This is the most ridiculous thing I've ever heard claimed about AI. They finally have a crappy algorithm that can sound confident, even though over half its answers are complete bullshit. With this accomplishment, they now expect in 10 years it will be able to do any job, better than an expert. This is some major league swing-for-the-fences bullshit.
And that's not the worst part. Let's say the fancy algorithm has real pixie dust that just magically gives better-than-expert answers for literally any question. That still leaves it to the human to ask the questions. How much do you want to bet a police force won't use AI by submitting a random picture of a young black male suspect and asking it "What is the likelihood this person has committed a crime, and what was the crime?" The AI just interprets the question and answers it, and the human just accepts the answer, even though the premise is ridiculous.
We won't create a real intelligent AI any time soon. But even if we did, the AI being perfect or not isn't the problem. The problem is the stupid humans using it. You can't "design", regulate, govern, etc your way out of human stupidity.
November 30, 2022: ChatGPT launches, two to three months after GPT-4 internal training has finished.
That's quite a lot of progress in 10 years. But somehow you are convinced no similar groundbreaking stuff will happen in the next 10 years.
180 years ago the electric car was born, and about 105 years ago electric cars were the most popular car. Electric cars are finally becoming popular again but are still dwarfed by internal combustion.
Progress isn't linear, and the last 10% takes 90% of the effort. Without a very specific and heightened pace of work, the work will become monotonous and innovation will drag to a halt. It's not that we can't make groundbreaking work, it's that it's much harder and more expensive than we care for.

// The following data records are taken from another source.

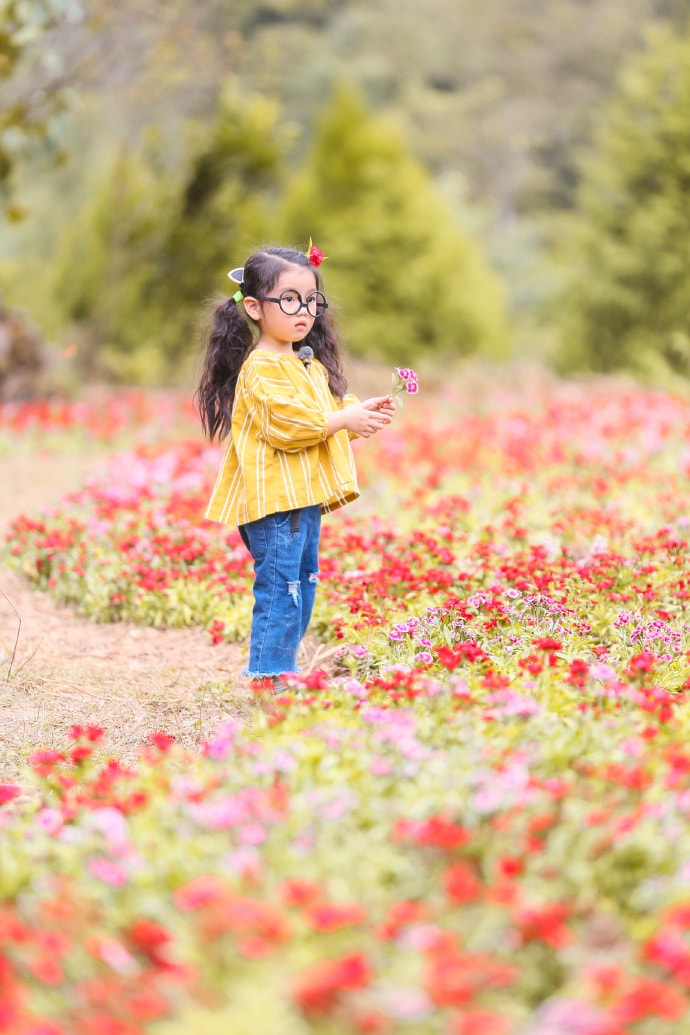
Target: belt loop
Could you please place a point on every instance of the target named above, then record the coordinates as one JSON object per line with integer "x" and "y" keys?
{"x": 295, "y": 520}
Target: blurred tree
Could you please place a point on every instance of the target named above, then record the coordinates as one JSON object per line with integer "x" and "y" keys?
{"x": 407, "y": 277}
{"x": 627, "y": 301}
{"x": 34, "y": 92}
{"x": 149, "y": 246}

By the way, space was stagnant because there was little commercial investment for decades. Most development was done by NASA themselves (space shuttle) which turned out to be highly ineffective. But now there is a lot commercial activity. And relatively groundbreaking progress has occurred already: SpaceX has built a reusable lower stage for their medium lift rocket, which strongly reduces their launch cost. As a result of this cost reduction, they are currently building a global satellite internet network in low orbit with low latency and high speed. And they are also working on a rocket which has a similar payload capacity to the Saturn V, while being fully reusable. The cost will be a tiny fraction.

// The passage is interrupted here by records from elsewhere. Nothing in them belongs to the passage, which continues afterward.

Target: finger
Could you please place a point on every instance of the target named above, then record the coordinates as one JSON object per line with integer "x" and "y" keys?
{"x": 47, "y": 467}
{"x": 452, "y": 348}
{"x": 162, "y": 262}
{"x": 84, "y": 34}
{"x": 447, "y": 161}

In the field of AI, too, the commercial research is currently taking off. Microsoft is pouring billions into OpenAI, and Google is racing to keep up.
Nothing points at a slow down.
Most technological progress is based on one of two things: 1) obvious commercial viability combined with a strong economy, copious capital, and a novel business solution that saves labor cost+time, or 2) warfare. We're not in a large-scale war right now, so that one's out. The economy is slowing down, and we're on the down-swing of the hype cycle for AI, seeing as everyone has bought something called "AI" but there's no new business value. Without a real business case or a decent war, the investment in innovation is going to falter.
The 3rd way we get technological innovation is after decades of very slow incremental progress. That's what led to GPT. But just because decades of research eventually lead to something useful doesn't mean it's immediately going to lead to yet more utility in the near future.
Another example: the elevator. The parts that comprise a simple elevator - a rope, pulley, and ratchet - have all existed for over 2,000 years. And for 2,000 years, people have wanted to lift heavy things high in the sky. But it was always dangerous because the rope would unexpectedly break, so nobody used them. Until one day, some random guy in the 19th century combined both a ratchet and a rope+pully, and suddenly it was safe to lift things very high. All it took was one moment for something we could already have done before to become a viable product.
That was 171 years ago. So how come that one innovation didn't shortly lead to a space elevator? We've known since 1895 that it's possible, and as far as we can tell it seems pretty straight forward how to do it. But still nobody's done it. Why? Not because it's impossible, but because there simply isn't enough money and will to do it. Progress doesn't happen just because it can happen.
Doesn't matter if you believe me or not. Check back at this thread in 10 years and tell me I'm wrong then. I won't be.